I'm basically a cheap arse. But I don't buy cheap quality. I buy the best at the lowest price I can. There are three online hobby stores that I shop at. First one is a store located in Baltimore, Maryland. http://www.modeltrainstuff.com/
They're prices are hard to beat and they always have prompt shipping times following an order. 

There's also one here in Atlanta, Georgia. http://www.hobbylinc.com/ They're not only a great train store, but they also have a great inventory of merchandise involving other hobbies as well. From making models to painting and practially everything in between. I ordered a 1/25 scale model tank replica of the one I drove in Germany from them. They also have a great building material inventory too. Their prices are competative and they tell you what day to expect your merchandise. They also offer insurance on every order. The downside to this store is that they do not sell Athearn merchandise.
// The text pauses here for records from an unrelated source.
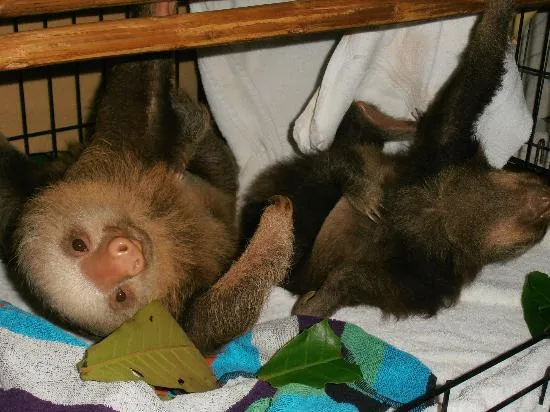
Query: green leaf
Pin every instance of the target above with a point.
(535, 300)
(312, 358)
(151, 346)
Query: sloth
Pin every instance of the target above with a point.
(406, 232)
(145, 212)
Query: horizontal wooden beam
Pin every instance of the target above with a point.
(153, 34)
(18, 8)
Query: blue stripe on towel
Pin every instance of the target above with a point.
(238, 355)
(296, 397)
(401, 377)
(27, 324)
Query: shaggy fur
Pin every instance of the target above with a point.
(445, 212)
(155, 173)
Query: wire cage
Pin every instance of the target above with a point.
(51, 106)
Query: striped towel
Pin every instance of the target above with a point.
(37, 372)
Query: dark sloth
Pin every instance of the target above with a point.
(146, 212)
(445, 212)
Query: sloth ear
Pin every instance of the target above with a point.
(142, 110)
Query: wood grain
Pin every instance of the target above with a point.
(152, 34)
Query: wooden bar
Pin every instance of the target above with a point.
(152, 34)
(18, 8)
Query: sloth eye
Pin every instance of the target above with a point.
(79, 245)
(120, 296)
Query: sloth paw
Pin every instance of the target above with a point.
(312, 303)
(369, 203)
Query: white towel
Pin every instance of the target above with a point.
(256, 90)
(400, 70)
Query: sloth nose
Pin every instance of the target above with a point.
(113, 262)
(127, 254)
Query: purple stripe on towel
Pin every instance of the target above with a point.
(17, 400)
(260, 390)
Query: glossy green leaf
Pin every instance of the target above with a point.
(151, 347)
(313, 358)
(535, 300)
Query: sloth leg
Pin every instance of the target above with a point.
(232, 305)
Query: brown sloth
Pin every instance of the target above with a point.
(406, 232)
(147, 211)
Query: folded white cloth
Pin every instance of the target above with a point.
(257, 90)
(400, 70)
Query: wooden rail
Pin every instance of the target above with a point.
(152, 34)
(18, 8)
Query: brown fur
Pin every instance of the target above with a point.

The third one is a train store located in Riverside, California. 
Their prices tend to run just a bit higher than the other two http://discounttrainsonline.com/ but what they have to offer is a flat rate shipping price. $7.95 for no matter how much you buy, the total shipping price stays at $7.95. This is a nice savings if one is planning on ordering either a large amount of merchandise or just something that has a huge price tag. The shipping cost stays the same.

There is a hobby shop about 20 miles from here, but I rarely go there unless it's for something I need right now such as track joiners,track, track erasors, special drill bits, etc. Most of their prices are much too high on their big ticket items.

Routerman


----------



## hoscale37 (Nov 20, 2011)

jzrouterman said:


> I'm basically a cheap arse. But I don't buy cheap quality. I buy the best at the lowest price I can. There are three online hobby stores that I shop at. First one is a store located in Baltimore, Maryland. http://www.modeltrainstuff.com/
> They're prices are hard to beat and they always have prompt shipping times following an order.
> 
> There's also one here in Atlanta, Georgia. http://www.hobbylinc.com/ They're not only a great train store, but they also have a great inventory of merchandise involving other hobbies as well. From making models to painting and practially everything in between. I ordered a 1/25 scale model tank replica of the one I drove in Germany from them. They also have a great building material inventory too. Their prices are competative and they tell you what day to expect your merchandise. They also offer insurance on every order. The downside to this store is that they do not sell Athearn merchandise.
> ...


Routerman- Thank you for the links!  I was checking out discount trains website yesterday. I like some of the selection on model train stuff's website as well. 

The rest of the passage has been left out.